Prediction requires a much smaller set of cognitive operations. It is quite programmatic: observation of phenomenal events as they occur in the field–>memorization of when events occur–>probabilistic calculation of an event or events occurring or co-occurring given certain field conditions. Prediction produces information about the probability of occurrences or co-occurrences between events/phenomena in the world. While this way of producing information constitutes a knowledge-system, it does not itself constitute a knowledge-project. Again, such projects require a narrative understanding of the relationship between ourselves and certain conditions in the world. In its simplicity, prediction can be extremely effective. With a large enough data set and a enough computational power to memorize the occurrences of all events and analyse patterns of occurrences and co-occurrences, computers can far outperform humans in extremely complicated predictive tasks such as playing chess or detecting tumors. While such computations cannot be said to resemble understanding per se, we must be wary that predictive decisions based on understanding (i.e., narrative simplification) are prone to many types of biases such as preferring simplicity, aesthetics and familiarity. Most computers and AI, are entirely predictive and lack understanding; therefore they tend to be unfettered by such biases. Indeed, there is some evidence that children excel at associative learning (e.g., learning phonetic associations and syntactic rules) more easily than adults, partly because they do not have a pre-established pattern (i.e., understanding) that interferes with this new learning. In a purely predictive task, a $100 computer program easily can outperform a grandmaster in chess. But what computer can, through reasoning on its own, provide a compelling answer to Why people play chess?

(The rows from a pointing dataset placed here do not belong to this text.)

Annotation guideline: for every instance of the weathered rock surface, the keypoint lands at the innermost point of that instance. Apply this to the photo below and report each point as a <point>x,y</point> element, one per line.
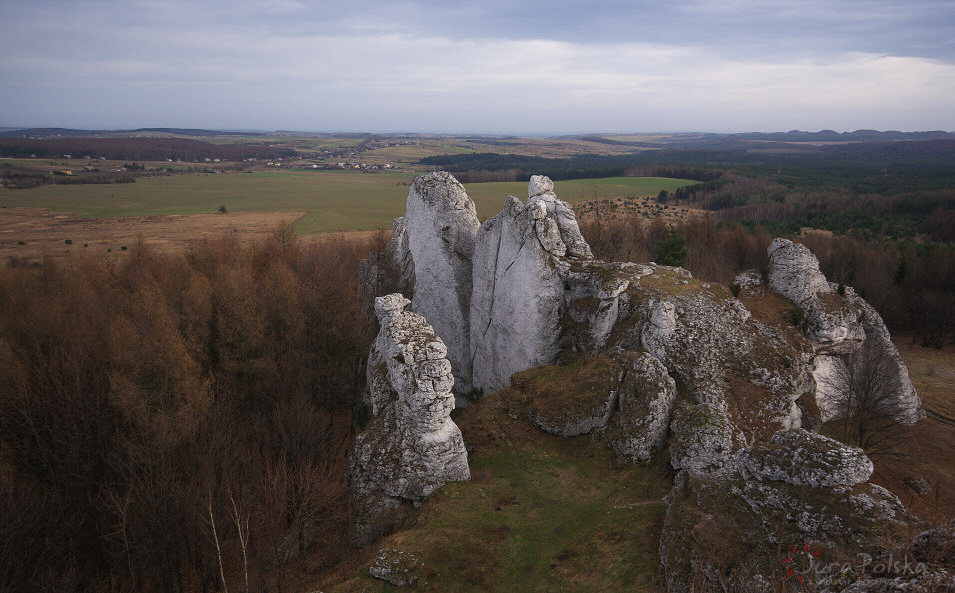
<point>838,326</point>
<point>411,446</point>
<point>639,428</point>
<point>803,458</point>
<point>746,375</point>
<point>518,290</point>
<point>703,438</point>
<point>395,566</point>
<point>668,360</point>
<point>440,224</point>
<point>725,530</point>
<point>571,401</point>
<point>391,270</point>
<point>794,273</point>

Thus, Dr. Krakauer asserts that as computational power proportionately increases, our human capacity to understand cannot possibly hope to keep up with corresponding increases in technology’s predictive capabilities. There is reasonable concern about the place of understanding in the modern world. As higher-order tasks (e.g., policy making, urban planning, diagnostics, architecture, bioengineering, financial trading) come to depend on extremely sophisticated and accurate predictive capabilities, human judgment and understanding will be rightfully regarded as increasingly liable to error. Prediction, unabetted or unfettered by understanding will—and should—inform these operations in the 21st century. But then we must ask, why and how is the human position relevant? In what way does knowledge-making—or pursuing a knowledge-project (simplified and anthropomorphized though it may be)—add value to the work that needs to be done in creating a better world?
There are whole genres of dystopian fictions in which a hellish reality awaits us as we cede to machines the responsibilities to determine, protect and govern a supposedly better future for our species. This is particularly well portrayed in the anime Blame! Here, the future is decided by machines who were originally created by humans to autonomously self-replicate and serve the directive of building and designing a better environment for humans. Ironically, these machines are so incredibly efficient that humans cannot adapt. The machines called “builders” continue to engineer monstrously large projects long after most of the human race has perished. A security system (the “Safeguard”), once designed to be a fail-safe system to guard against hacking now effectively terminates all humans who do not have the ‘net terminal gene’ required to deactivate the security protocol. Ironically, a system designed entirely free of human understanding also leaves humans utterly displaced and disenfranchised—literally without a position to stand. How will we live in the modern world? Our understanding is rife with errors and machines do so many of our tasks better than we can hope to. Yet, without a place for us to establish our knowledge-projects, what is the point of improving the world at all? Where will we find our place in a utopia that cannot afford our messiness?